Why This Matters Beyond the Courtroom
The outcome carries implications well beyond the dispute between Musk and OpenAI. Courts have rarely adjudicated questions about the fiduciary obligations of AI laboratory leadership, and the precedent set here will shape how future governance challenges at frontier AI companies are addressed. If the court finds that OpenAI leadership breached their foundational commitments, it establishes a framework for holding AI executives accountable to public-interest representations.
Regulators are watching closely. The Federal Trade Commission has taken increased interest in the structure of AI companies as they move from research operations to commercial deployments with billions of dollars in infrastructure. A finding that OpenAI misled the public about its governance trajectory could inform broader scrutiny of how other labs handle similar transitions.
The case also intersects with the ongoing debate about how OpenAI's most powerful models — particularly the o-series reasoning systems — are governed. Musk's suit argues that the move toward commercial structure undermines the safety commitments that were supposed to constrain how powerful AI is deployed. The diary entries, to the extent they document internal safety deliberations, may illuminate whether those commitments were genuine or performative.
Unresolved Questions and Forward Stakes
What remains unclear from the second week of testimony is exactly what Brockman's diary says about the key decision points — whether the entries reveal doubts about the structural pivot, confidence in it, or something harder to categorize. Both sides have indicated they will present expert interpretation of the documents, which means the jury may ultimately receive competing readings of what personal writings from years ago actually demonstrate about corporate intent.
The timeline also matters. OpenAI's most significant structural decisions — the creation of a for-profit subsidiary, the investment arrangements with Microsoft, the governance restructuring that followed the November 2023 board crisis — all fall within the period Brockman's writings apparently cover. Reconstructing that chronology from a personal account rather than corporate records introduces a different evidentiary weight.

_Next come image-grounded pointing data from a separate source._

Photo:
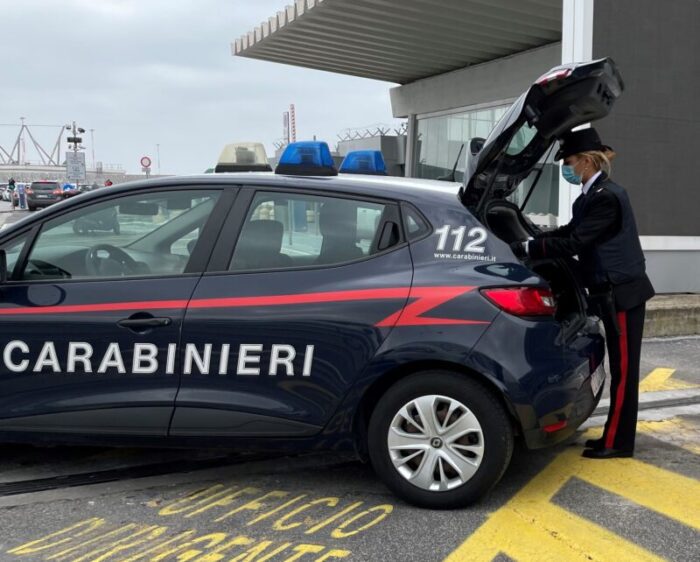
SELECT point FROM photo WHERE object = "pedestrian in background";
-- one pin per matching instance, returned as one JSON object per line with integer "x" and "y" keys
{"x": 603, "y": 234}
{"x": 21, "y": 196}
{"x": 11, "y": 188}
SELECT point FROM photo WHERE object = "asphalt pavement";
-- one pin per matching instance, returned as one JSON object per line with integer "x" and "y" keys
{"x": 211, "y": 505}
{"x": 550, "y": 505}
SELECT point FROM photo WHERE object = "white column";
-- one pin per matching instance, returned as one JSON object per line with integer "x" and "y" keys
{"x": 576, "y": 46}
{"x": 410, "y": 155}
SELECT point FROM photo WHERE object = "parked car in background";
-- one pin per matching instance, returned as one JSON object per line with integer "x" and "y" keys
{"x": 42, "y": 194}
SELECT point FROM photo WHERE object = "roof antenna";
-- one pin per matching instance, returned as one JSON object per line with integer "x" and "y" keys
{"x": 451, "y": 175}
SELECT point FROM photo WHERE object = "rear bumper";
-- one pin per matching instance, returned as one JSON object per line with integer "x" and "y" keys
{"x": 545, "y": 378}
{"x": 562, "y": 423}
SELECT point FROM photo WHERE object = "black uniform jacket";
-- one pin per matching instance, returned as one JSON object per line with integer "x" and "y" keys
{"x": 599, "y": 223}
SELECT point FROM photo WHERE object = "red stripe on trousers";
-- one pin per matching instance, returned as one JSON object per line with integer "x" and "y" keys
{"x": 620, "y": 397}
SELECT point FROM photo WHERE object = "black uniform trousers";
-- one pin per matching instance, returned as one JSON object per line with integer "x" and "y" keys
{"x": 624, "y": 351}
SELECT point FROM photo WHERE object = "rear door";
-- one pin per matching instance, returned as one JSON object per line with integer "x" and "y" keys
{"x": 280, "y": 329}
{"x": 90, "y": 320}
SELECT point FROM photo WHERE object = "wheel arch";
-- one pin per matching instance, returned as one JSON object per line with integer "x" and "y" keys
{"x": 380, "y": 386}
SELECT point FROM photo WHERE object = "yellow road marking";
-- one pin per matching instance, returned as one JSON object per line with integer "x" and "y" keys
{"x": 660, "y": 379}
{"x": 531, "y": 527}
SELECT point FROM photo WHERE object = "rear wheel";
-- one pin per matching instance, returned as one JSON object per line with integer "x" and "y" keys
{"x": 439, "y": 440}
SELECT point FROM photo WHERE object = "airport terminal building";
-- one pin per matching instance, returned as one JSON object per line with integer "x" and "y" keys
{"x": 458, "y": 64}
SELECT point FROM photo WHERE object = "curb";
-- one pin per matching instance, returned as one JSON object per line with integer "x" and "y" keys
{"x": 672, "y": 316}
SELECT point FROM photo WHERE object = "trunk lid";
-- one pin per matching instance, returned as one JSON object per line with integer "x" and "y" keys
{"x": 563, "y": 98}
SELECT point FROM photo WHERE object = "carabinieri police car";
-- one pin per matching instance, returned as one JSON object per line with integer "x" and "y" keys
{"x": 305, "y": 310}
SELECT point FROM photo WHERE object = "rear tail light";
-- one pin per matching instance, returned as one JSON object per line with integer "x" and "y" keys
{"x": 522, "y": 301}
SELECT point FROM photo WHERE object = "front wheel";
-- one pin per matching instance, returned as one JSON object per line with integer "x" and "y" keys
{"x": 439, "y": 440}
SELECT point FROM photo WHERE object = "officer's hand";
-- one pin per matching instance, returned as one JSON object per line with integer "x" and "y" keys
{"x": 518, "y": 249}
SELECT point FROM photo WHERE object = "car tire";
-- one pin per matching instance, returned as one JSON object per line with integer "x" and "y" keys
{"x": 442, "y": 390}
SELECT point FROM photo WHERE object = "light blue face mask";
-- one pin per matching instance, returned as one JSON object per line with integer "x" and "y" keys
{"x": 570, "y": 175}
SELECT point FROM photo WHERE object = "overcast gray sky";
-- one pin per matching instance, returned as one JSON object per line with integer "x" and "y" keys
{"x": 142, "y": 72}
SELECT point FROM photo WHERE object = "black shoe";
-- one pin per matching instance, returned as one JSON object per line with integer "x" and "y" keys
{"x": 606, "y": 454}
{"x": 594, "y": 443}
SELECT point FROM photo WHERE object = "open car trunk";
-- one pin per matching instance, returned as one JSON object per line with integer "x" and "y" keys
{"x": 506, "y": 221}
{"x": 564, "y": 98}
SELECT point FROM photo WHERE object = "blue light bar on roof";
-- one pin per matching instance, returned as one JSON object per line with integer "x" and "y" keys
{"x": 306, "y": 158}
{"x": 364, "y": 162}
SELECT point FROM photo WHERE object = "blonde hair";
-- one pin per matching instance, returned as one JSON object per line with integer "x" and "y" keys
{"x": 601, "y": 159}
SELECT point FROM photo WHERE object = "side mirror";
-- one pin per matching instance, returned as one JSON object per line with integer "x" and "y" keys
{"x": 475, "y": 145}
{"x": 3, "y": 267}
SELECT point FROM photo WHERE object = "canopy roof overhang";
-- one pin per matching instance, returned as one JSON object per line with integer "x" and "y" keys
{"x": 401, "y": 40}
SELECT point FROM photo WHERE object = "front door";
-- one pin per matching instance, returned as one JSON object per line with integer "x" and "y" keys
{"x": 273, "y": 342}
{"x": 91, "y": 316}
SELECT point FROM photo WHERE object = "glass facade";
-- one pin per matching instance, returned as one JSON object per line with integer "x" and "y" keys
{"x": 438, "y": 140}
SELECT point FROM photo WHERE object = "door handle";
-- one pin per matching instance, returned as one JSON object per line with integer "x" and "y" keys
{"x": 144, "y": 323}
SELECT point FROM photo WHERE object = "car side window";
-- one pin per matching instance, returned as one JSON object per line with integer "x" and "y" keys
{"x": 285, "y": 230}
{"x": 12, "y": 251}
{"x": 129, "y": 236}
{"x": 414, "y": 224}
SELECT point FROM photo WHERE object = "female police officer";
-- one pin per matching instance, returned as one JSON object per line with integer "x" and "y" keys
{"x": 603, "y": 234}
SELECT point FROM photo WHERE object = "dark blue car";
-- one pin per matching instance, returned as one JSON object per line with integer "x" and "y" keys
{"x": 305, "y": 310}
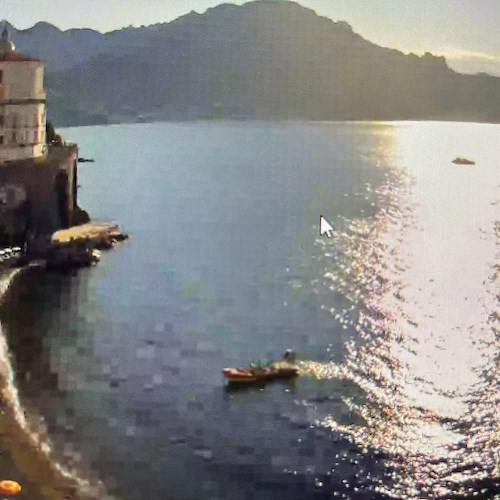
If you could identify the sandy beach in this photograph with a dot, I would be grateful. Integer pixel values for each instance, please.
(24, 455)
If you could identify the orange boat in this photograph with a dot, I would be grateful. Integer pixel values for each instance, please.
(259, 374)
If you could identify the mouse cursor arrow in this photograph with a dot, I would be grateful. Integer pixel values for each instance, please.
(325, 228)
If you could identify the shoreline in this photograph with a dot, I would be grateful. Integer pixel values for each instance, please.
(25, 455)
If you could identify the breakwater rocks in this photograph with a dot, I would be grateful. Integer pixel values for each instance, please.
(79, 245)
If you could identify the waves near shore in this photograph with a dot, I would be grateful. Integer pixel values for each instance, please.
(34, 435)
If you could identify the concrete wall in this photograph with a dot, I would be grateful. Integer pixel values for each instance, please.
(38, 196)
(22, 110)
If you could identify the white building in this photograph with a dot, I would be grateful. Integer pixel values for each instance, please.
(22, 104)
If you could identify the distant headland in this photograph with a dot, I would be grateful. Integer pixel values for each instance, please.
(260, 60)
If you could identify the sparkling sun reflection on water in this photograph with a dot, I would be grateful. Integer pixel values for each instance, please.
(421, 279)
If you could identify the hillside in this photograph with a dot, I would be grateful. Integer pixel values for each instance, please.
(261, 60)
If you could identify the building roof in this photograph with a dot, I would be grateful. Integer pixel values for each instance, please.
(13, 56)
(8, 50)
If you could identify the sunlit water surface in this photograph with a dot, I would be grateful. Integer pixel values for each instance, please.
(394, 318)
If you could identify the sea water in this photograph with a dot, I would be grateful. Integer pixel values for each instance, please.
(392, 318)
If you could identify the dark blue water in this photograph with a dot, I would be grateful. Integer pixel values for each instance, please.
(123, 360)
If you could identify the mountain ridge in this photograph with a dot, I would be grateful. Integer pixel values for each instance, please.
(259, 60)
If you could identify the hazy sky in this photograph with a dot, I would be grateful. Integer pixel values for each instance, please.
(467, 32)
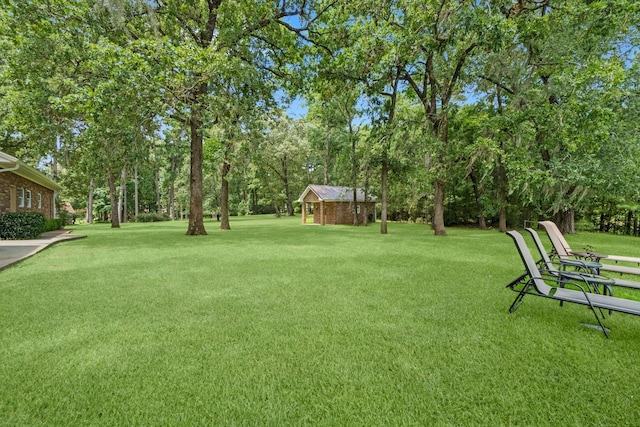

For OpenAI, the stakes are direct: a finding against the company could require structural remedies, including potential divestiture or governance changes that would affect the trajectory of its most advanced systems. For the broader AI industry, the case establishes parameters around what founding commitments mean when companies grow from charitable research labs into some of the most valuable enterprises in the world. The diary is the means; the question is what the company was when it said it was something else.